La viralización de una serie de supuestos audios que involucran directamente al presidente de Argentina, Javier Milei, en un escándalo político y judicial en el país trasandino.
El material, cuya autenticidad está siendo puesta bajo la lupa, no solo expone conversaciones de alto voltaje sexual con una mujer de su entorno, sino que disparó una presentación judicial formal por parte del periodista Santiago Cúneo, quien solicitó investigar si la filtración constituye un delito contra la seguridad de la Nación.
Según consignó el medio argentino Perfil, la acción judicial apunta a esclarecer el origen y eventual carácter ilícito de los registros de audio viralizados en redes sociales y difundidos en un programa de televisión.
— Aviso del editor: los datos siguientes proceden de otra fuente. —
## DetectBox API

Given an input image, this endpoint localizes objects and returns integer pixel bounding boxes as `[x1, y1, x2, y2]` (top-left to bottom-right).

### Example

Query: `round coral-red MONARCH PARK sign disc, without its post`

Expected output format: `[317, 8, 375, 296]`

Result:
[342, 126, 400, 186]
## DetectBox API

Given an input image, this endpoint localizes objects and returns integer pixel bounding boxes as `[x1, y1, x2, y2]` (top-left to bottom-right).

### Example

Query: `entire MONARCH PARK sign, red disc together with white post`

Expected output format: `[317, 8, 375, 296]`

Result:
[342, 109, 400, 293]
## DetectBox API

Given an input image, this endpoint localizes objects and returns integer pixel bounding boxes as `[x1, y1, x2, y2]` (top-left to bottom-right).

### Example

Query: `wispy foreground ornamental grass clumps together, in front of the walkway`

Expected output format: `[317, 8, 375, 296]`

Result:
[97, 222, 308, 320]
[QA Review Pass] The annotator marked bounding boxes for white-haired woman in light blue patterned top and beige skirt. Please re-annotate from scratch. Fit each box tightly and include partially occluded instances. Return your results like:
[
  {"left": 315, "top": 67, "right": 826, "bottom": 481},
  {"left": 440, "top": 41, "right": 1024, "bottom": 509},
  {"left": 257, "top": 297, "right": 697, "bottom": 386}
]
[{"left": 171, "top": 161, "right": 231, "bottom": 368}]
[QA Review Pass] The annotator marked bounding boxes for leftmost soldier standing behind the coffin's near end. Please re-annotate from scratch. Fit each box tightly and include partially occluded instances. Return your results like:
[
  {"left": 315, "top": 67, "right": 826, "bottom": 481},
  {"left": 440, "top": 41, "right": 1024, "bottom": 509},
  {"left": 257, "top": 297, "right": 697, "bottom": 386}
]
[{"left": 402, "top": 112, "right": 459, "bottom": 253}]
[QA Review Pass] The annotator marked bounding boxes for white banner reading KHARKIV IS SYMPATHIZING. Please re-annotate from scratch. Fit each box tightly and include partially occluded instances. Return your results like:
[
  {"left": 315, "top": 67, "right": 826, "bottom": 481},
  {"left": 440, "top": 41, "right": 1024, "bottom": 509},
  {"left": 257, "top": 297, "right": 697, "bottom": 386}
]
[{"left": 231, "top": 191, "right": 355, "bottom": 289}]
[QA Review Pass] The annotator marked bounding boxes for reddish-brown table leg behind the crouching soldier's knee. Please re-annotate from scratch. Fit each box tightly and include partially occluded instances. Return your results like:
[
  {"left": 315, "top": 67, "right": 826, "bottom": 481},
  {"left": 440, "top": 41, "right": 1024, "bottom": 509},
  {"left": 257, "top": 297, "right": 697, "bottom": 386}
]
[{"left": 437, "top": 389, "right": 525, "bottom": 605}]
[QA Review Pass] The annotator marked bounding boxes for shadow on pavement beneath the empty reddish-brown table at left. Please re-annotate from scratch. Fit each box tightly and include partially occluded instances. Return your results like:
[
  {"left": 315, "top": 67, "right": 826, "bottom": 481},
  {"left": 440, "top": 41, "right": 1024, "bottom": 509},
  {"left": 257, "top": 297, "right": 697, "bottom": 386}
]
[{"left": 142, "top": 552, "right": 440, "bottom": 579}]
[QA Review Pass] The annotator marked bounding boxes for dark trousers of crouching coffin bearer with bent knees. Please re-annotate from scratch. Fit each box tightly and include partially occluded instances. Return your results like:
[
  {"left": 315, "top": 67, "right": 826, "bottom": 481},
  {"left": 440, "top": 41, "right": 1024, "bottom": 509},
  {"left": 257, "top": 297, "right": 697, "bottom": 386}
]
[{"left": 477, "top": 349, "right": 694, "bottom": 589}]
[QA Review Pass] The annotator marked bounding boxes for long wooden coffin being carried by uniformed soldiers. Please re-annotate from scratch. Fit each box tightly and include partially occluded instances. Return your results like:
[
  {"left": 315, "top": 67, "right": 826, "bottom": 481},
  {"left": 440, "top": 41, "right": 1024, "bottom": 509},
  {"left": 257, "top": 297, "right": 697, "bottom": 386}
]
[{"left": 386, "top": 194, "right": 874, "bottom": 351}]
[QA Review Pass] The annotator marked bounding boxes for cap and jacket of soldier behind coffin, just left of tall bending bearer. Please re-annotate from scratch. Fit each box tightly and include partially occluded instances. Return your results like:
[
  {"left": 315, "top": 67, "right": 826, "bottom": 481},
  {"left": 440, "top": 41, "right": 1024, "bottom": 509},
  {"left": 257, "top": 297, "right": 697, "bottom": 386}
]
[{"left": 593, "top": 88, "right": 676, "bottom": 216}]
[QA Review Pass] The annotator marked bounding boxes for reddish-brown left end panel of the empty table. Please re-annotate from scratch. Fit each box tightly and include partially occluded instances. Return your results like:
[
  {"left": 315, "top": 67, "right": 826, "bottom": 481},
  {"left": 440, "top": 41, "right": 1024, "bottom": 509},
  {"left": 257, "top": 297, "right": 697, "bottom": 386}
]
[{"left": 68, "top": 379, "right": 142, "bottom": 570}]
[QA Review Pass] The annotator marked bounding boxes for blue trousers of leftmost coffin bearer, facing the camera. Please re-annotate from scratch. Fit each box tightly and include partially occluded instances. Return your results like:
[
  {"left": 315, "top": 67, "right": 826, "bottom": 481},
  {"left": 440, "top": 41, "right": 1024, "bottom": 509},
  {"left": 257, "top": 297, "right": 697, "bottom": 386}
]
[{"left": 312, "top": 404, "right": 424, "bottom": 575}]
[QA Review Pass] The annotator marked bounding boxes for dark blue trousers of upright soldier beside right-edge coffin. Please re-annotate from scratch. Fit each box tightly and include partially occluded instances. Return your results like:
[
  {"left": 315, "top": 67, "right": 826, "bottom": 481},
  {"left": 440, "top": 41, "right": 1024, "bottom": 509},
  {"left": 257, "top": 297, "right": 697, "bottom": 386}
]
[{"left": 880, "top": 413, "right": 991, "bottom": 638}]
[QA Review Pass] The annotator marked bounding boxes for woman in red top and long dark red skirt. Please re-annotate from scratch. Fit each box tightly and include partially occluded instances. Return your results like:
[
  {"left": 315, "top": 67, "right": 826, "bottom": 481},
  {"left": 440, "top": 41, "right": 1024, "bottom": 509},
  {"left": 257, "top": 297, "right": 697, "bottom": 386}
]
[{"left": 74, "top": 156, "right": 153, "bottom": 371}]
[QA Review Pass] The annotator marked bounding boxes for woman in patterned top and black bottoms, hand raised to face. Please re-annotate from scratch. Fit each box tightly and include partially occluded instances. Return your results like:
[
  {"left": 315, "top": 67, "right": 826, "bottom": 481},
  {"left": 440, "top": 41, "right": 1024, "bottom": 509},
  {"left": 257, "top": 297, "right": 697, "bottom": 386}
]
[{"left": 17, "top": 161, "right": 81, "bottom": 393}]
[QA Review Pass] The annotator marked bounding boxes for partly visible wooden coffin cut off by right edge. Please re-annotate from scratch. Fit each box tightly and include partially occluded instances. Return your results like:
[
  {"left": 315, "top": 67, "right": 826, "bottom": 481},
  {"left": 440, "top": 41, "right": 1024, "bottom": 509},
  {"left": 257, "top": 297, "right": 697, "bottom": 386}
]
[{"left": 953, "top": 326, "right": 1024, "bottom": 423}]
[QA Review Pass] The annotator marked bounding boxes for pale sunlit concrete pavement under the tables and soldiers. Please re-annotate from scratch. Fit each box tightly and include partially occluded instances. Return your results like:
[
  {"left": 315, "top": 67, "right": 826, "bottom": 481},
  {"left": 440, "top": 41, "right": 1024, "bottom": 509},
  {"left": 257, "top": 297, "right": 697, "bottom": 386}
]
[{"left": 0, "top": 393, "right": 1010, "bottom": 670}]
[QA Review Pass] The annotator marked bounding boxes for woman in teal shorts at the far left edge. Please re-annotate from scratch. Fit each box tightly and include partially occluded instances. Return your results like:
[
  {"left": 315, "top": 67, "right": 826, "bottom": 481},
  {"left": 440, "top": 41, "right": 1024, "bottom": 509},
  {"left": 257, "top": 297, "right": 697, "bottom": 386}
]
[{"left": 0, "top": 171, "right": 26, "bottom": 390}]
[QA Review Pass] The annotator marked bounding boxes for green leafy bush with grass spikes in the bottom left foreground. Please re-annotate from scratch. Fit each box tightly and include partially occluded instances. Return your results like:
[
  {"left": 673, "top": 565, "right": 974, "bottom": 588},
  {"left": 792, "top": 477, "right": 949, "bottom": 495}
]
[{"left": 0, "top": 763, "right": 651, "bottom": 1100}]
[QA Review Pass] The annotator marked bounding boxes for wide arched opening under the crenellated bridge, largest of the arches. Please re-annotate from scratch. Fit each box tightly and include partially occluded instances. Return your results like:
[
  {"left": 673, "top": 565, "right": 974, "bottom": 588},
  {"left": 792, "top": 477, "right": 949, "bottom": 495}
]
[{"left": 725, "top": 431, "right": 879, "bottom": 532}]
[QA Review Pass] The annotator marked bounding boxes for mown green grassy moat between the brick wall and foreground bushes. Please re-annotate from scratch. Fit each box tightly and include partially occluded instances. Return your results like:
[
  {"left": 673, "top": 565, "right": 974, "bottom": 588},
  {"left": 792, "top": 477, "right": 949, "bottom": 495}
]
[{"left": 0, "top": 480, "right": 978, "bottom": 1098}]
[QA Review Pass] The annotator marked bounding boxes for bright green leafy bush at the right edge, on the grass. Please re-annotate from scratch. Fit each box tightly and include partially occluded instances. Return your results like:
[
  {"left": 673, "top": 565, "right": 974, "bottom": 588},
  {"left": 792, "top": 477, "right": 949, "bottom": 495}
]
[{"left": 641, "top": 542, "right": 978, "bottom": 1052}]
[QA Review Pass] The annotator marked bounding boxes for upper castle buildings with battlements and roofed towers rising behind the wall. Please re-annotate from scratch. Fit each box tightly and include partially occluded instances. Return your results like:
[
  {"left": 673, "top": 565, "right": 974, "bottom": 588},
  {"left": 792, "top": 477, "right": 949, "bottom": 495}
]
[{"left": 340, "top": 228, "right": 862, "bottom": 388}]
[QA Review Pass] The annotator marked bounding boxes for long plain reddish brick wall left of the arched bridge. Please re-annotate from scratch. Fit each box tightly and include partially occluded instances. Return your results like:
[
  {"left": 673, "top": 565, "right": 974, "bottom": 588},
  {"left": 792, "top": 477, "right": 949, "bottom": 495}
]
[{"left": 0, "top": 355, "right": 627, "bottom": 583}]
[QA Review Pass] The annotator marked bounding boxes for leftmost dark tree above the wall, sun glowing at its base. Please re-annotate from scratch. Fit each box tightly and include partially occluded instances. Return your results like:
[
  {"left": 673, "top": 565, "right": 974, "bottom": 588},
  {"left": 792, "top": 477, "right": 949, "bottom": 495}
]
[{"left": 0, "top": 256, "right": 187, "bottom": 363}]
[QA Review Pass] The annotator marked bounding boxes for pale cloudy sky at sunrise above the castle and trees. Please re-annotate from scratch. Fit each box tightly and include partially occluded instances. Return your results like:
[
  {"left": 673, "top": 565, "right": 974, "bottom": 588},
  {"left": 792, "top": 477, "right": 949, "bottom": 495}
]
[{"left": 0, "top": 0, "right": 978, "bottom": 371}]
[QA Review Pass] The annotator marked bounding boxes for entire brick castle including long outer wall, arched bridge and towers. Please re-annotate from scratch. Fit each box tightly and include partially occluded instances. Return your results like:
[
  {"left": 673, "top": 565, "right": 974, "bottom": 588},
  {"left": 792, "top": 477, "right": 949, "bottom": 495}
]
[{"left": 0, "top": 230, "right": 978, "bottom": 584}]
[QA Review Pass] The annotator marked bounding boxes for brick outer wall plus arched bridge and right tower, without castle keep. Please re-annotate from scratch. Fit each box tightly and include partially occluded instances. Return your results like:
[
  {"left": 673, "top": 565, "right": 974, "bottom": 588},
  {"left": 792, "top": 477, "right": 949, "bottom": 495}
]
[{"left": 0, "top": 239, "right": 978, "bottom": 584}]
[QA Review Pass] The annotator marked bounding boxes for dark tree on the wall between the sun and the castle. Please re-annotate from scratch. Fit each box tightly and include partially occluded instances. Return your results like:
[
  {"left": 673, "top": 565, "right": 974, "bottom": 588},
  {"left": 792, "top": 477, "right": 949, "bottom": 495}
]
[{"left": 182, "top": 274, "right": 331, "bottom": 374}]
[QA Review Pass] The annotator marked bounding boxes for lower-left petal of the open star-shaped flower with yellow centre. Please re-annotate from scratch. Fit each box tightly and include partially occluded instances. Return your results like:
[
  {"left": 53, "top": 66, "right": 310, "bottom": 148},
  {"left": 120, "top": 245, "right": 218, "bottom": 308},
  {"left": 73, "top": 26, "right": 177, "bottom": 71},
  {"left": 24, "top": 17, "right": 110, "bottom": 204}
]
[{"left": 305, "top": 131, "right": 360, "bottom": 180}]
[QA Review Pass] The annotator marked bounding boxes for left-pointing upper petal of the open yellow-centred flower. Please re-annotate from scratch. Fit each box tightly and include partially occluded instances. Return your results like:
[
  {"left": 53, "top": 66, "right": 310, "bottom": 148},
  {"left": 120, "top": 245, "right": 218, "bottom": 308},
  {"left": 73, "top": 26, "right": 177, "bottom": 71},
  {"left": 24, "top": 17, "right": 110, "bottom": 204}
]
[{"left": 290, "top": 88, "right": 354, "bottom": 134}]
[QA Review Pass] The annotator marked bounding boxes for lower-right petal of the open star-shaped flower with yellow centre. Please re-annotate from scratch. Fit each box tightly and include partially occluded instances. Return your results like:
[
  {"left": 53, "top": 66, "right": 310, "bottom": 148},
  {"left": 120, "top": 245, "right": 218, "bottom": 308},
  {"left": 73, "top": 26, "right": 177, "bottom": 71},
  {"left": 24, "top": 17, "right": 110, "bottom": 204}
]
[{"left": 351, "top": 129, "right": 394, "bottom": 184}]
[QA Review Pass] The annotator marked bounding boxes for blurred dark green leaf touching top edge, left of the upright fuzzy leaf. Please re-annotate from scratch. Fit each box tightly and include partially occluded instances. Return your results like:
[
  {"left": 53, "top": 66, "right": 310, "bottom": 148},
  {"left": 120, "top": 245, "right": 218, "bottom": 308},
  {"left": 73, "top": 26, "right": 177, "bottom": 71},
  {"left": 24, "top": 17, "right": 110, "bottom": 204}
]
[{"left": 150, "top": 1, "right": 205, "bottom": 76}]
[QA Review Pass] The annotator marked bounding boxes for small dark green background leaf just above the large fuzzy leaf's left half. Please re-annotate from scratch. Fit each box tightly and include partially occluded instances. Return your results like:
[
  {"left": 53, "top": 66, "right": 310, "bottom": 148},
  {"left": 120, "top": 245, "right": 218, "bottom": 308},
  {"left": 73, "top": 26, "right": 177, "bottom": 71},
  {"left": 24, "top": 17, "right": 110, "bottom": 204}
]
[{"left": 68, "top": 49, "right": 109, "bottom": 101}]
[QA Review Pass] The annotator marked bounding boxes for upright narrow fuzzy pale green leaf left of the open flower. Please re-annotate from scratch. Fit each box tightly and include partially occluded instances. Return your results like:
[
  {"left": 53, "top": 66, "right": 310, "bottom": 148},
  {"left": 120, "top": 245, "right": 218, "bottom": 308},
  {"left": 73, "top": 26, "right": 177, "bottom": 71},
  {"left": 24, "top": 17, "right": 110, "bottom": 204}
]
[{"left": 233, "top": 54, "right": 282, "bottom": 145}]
La denuncia sostiene que el contenido de las grabaciones no solo afecta la esfera privada del mandatario, sino que podría comprometer información sensible vinculada a sus protocolos de seguridad.
Uno de los fragmentos que motivó la presentación judicial incluye preguntas realizadas por Rosemary Maturana —asesora de imagen cercana al jefe de Estado— sobre desplazamientos y resguardos presidenciales durante viajes al exterior.
De acuerdo al citado medio, la asesora habría tenido un rol relevante en la construcción estética y comunicacional de Milei, particularmente en la imagen “rockera” que proyectó durante su irrupción política.
El contenido de las supuestas grabaciones, marcado por expresiones de carácter sexual y lenguaje explícito, se viralizó rápidamente en plataformas digitales, desplazando el debate político hacia la exposición de la vida privada del mandatario argentino.